String Processing
Transcription and Translation
In this lesson the student will learn how to:
- Use pattern matching to read a string three letters at a time
- Use if-elsif-else construct to simulate translation
- Use unless construct
By the end of this lesson the student will be able to:
Write a perl script to simulate the processes of
transcription and translation.
64 Codons
A GCU GCC GCA GCG
R CGU CGC CGA CGG AGA AGG
N AAU AAC
D GAU GAC
C UGU UGC
Q CAA CAG
E GAA GAG
G GGU GGC GGA GGG
H CAU CAC
I AUU AUC AUA
L UUA UUG CUU CUC CUA CUG
K AAA AAG
M AUG
F UUU UUC
P CCU CCC CCA CCG
S UCU UCC UCA UCG AGU AGC
T ACU ACC ACA ACG
W UGG
Y UAU UAC
V GUU GUC GUA GUG
. UAA UAG UGA
The column to the right shows the one-letter abbreviation for the twenty
amino acids plus the dot represents stop codons. The groups of three
nucleotide letters on the right are the 64 possible codons.
Here are the names of the amino acids along with their three and one letter
abbreviations:
One-letter Code | Three-letter Code | Amino Acid
Name |
A | ala | alanine |
R | arg | arginine |
N | asn | asparagine |
D | asp | aspartic acid |
C | cys | cysteine |
Q | gln | glutamine |
E | glu | glutamic acid |
G | gly | glycine |
H | his | histidine |
I | ile | isoleucine |
L | leu | leucine |
K | lys | lysine |
M | met | methionine |
F | phe | phenylalanine |
P | pro | proline |
S | ser | serine |
T | thr | threonine |
W | trp | tryptophan |
Y | tyr | tyrosine |
V | val | valine |
Sample Scripts:
#!/usr/bin/perl
$str = "aaacccgggaaatttaaacccggg";
$out = "";
print $str . "\n";
while(length $str > 2){
$sb = substr($str,0,3);
if($sb =~ /aaa/){
$out .= "K";
}
elsif($sb =~ /ccc/){
$out .= "P";
}
elsif($sb =~ /ggg/){
$out .= "G";
}
elsif($sb =~ /uuu/){
$out .= "F";
}
else{
$out .= "BAD CODON";
print "$sb\n";
}
$str =~ s/$sb//; #removes the currect codon from the original sequence
}
print $out . "\n";
This script will translate four different codons into their corresponding
amino acids. Notice that an if-elsif-else construct is used to consider each
possibly match one at a time. A script which actually took any codon and
translated it into its corresponding amino acid would require 64 possible
patterns. (There are other approaches which will work with fewer lines of
code which we will consider in future lessons.)
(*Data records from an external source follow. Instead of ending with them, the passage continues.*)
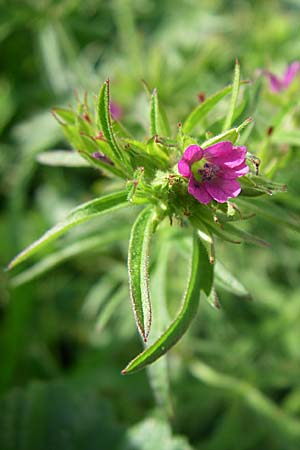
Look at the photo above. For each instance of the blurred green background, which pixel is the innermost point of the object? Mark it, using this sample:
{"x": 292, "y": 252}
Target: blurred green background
{"x": 65, "y": 335}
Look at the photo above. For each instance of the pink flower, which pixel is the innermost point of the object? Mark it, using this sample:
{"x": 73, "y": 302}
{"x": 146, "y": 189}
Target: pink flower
{"x": 278, "y": 84}
{"x": 213, "y": 171}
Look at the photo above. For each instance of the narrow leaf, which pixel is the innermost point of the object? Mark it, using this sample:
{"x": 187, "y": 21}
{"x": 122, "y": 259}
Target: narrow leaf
{"x": 200, "y": 279}
{"x": 92, "y": 243}
{"x": 79, "y": 215}
{"x": 158, "y": 120}
{"x": 61, "y": 158}
{"x": 234, "y": 96}
{"x": 105, "y": 121}
{"x": 204, "y": 108}
{"x": 138, "y": 255}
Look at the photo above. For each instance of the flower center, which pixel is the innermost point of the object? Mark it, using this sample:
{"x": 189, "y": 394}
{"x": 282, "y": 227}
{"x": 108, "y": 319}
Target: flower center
{"x": 204, "y": 171}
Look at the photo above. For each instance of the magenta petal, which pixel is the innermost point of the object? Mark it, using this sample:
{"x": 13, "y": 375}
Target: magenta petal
{"x": 221, "y": 189}
{"x": 290, "y": 73}
{"x": 235, "y": 172}
{"x": 184, "y": 168}
{"x": 224, "y": 153}
{"x": 198, "y": 191}
{"x": 218, "y": 150}
{"x": 233, "y": 158}
{"x": 192, "y": 154}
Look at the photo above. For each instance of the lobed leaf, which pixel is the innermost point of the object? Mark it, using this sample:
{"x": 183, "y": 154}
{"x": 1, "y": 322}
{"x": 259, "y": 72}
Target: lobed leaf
{"x": 200, "y": 279}
{"x": 79, "y": 215}
{"x": 138, "y": 255}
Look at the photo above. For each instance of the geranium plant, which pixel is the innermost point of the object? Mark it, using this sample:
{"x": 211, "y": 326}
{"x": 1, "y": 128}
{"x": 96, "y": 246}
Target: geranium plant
{"x": 194, "y": 180}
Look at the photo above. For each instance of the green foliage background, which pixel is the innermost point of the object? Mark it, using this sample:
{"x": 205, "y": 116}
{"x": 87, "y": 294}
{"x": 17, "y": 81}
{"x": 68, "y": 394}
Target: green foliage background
{"x": 65, "y": 335}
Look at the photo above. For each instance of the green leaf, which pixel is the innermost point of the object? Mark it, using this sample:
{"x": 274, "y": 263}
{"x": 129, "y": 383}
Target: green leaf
{"x": 93, "y": 243}
{"x": 234, "y": 96}
{"x": 105, "y": 123}
{"x": 227, "y": 281}
{"x": 79, "y": 215}
{"x": 200, "y": 279}
{"x": 64, "y": 116}
{"x": 271, "y": 211}
{"x": 61, "y": 158}
{"x": 158, "y": 120}
{"x": 138, "y": 255}
{"x": 153, "y": 433}
{"x": 204, "y": 108}
{"x": 291, "y": 137}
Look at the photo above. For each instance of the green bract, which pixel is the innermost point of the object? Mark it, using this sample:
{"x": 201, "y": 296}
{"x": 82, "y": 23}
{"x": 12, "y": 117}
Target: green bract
{"x": 151, "y": 182}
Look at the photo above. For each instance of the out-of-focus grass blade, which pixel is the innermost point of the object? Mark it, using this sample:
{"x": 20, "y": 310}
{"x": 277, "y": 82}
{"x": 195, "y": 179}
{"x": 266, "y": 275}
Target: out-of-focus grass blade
{"x": 204, "y": 108}
{"x": 100, "y": 164}
{"x": 262, "y": 406}
{"x": 291, "y": 137}
{"x": 271, "y": 211}
{"x": 158, "y": 120}
{"x": 61, "y": 158}
{"x": 234, "y": 96}
{"x": 200, "y": 279}
{"x": 138, "y": 256}
{"x": 79, "y": 215}
{"x": 227, "y": 281}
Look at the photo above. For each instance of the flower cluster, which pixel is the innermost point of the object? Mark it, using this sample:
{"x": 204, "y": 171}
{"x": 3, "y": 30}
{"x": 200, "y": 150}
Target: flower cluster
{"x": 212, "y": 172}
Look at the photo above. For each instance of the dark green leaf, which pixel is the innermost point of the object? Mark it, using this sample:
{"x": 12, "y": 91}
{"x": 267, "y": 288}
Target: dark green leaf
{"x": 200, "y": 279}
Here's a little script which prints out all 64 possible codons:
#!/usr/bin/perl
@nuc = ( "A","U", "G", "C" );
$one=0; $two=0; $three=0;
for( $i = 0; $i<64; $i++){
$one=$i/16;
$two=($i/4)%4;
$three=$i%4;
print "" . ($i+1) . ") " . $nuc[$one] . $nuc[$two] . $nuc[$three] . "\n";
}
There are better ways of writing a script to output the 64 possible codons,
but this one works. The most confusing part of this one is the math
involving the division and modulus operations within the loop. It might take
you a while to realize why it works, but take some time to compare the
output of this script with these operations and make sure that you
understand why they work as they do.
ASSIGNMENT:
Write a perl script which simulates the entire process of transcription and
translation. Prompt the user for an input string and produce output like
this:
DNA: (whatever the user provides)
RNA: (transcription product)
AA: (translation product)
Make sure that you have a special output message for bad input.